C’est un reportage de RMC qui, ce jeudi matin, échauffe les oreilles. Il s’agit de musique et d’orthographe, et le résultat est très discriminant, voire, disent certains, discriminatoire…

Voici le propos tel qu’il est énoncé, et c’est peu dire que, question sens, orthographe et syntaxe, ça écorche aussi sérieusement le lecteur : « L’enquête du baromètre Voltaire 2019 sur “les Français et l’orthographe” analyse l’impact des fans de musique de 15-25 ans sur l’orthographe. Les meilleurs : les fans de musiques indépendantes et de métal. Les moins bons ? Ceux qui aiment le rap », nous dit le chapô. Quant au corps de l’article, il commence par cela : « Dis-moi quelle musique tu écoutes, je te dirais (sic) si tu fais des fautes. »

Le Projet Voltaire est un service en ligne de formation à l’orthographe qui, chaque année, établit un « baromètre » du niveau des Français. Cette année, l’analyse a porté sur une question qui peut paraître étonnante : « Quel est le rapport entre les youtubeurs français, le solfège, les goûts musicaux et le niveau d’orthographe ? »

On s’aperçoit déjà que la retranscription du propos sur RMC tient de l’exercice de voltige : en effet, le sujet n’est pas d’analyser « l’impact des fans de musique de 15-25 ans sur l’orthographe » mais l’impact de la musique qu’ils écoutent sur leur propre niveau d’orthographe ou, bien plus encore, le lien entre leur niveau et ce qu’ils sont susceptibles d’écouter. Pas l’inverse. Enfin, il y a deux options possibles à l’introduction, soit « Dis-moi quelle musique tu écoutes, je te dirai si tu fais des fautes », soit « Si tu me disais quelle musique tu écoutes, je te dirais si tu fais des fautes ». Hélas, rap ou pas, la confusion est désormais banale entre futur et conditionnel…

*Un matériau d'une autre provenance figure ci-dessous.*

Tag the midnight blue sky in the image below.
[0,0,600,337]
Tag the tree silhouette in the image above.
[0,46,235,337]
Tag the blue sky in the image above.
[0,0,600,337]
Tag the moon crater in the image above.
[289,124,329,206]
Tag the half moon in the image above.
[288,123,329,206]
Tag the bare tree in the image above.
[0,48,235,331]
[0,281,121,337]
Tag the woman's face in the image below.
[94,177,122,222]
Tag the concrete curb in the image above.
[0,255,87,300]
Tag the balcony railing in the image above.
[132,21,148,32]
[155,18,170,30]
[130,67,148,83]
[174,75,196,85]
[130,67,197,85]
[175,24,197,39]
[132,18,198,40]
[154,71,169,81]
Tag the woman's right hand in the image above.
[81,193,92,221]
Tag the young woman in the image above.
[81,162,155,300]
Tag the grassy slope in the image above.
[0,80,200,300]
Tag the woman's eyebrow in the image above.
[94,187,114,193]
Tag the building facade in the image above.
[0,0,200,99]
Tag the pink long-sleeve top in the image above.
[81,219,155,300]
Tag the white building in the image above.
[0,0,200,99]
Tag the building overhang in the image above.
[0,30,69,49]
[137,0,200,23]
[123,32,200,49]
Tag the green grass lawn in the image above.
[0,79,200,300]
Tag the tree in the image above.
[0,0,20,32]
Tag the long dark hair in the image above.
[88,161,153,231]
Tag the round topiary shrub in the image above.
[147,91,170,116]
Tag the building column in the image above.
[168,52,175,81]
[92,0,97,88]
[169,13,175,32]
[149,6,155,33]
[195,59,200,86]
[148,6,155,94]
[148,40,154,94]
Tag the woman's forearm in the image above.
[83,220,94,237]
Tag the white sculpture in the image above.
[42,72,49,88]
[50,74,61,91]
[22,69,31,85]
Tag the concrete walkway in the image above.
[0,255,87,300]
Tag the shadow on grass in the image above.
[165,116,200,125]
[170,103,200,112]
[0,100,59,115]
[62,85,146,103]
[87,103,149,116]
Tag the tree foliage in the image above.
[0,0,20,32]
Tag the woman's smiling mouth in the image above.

Ce baromètre 2019, fruit de l’enquête sur les goûts musicaux des 15-25 ans corrélés à leur niveau d’orthographe, donne des résultats… pas très surprenants à vrai dire : « C’est un podium qui secoue ! », nous dit-on, car « si les amateurs d’indie s’imposent avec 63,2 % des règles maîtrisées, ils sont talonnés par les fans de métal et de rock ». Et en queue… les fans de rap.

RMC fait un reportage pour étayer le sujet : « L’enquête n’est pas tendre avec les amateurs de rap : ils ont des lacunes en français » et Martin, le lycéen interrogé, confirme : il fait des fautes partout. « À l’inverse, les fans de rock ou de musique indépendante sont plus à l’aise avec la langue de Molière. C’est le cas d’Amélie. » « Même quand j’écris des textos, je fais attention aux fautes d’orthographe, à la grammaire ! J’écoute plutôt de la musique planante, la musique indie quand je m’endors », dit la jeune fille. Enfin, l’enquête se clôt sur une révélation tout aussi surprenante : elle « montre également que ceux qui s’intéressent à la littérature étrangère, ou utilisent l’application WhatsApp, sont généralement des amoureux de la langue française ».

Voilà voilà. On aurait pu ajouter aussi que l’eau, ça mouille, le feu, ça brûle. Ajouter également qu’écouter Mozart et jouer de la harpe dès l’enfance vous structure le cerveau différemment du matraquage binaire de Nick Conrad.

Reste, évidemment, l’épineuse question de la poule et de l’œuf, autrement dit, va-t-on vers des contenus violents et indigents parce qu’on est pauvre en esprit et en culture, ou bien sont-ce les contenus en question qui nous rendent abrutis ?

Pascal Hostachy, qui a coordonné l’étude, apporte sa réponse : « Les gens qui écoutent de la musique indie sont des gens explorateurs, curieux, qui vont rechercher de nouveaux horizons, de nouvelles musiques, et cette curiosité, on peut imaginer qu’elle s’applique aussi à la langue française, ce qui peut expliquer qu’ils aient un meilleur niveau. »

On vous le disait : l’eau, ça mouille…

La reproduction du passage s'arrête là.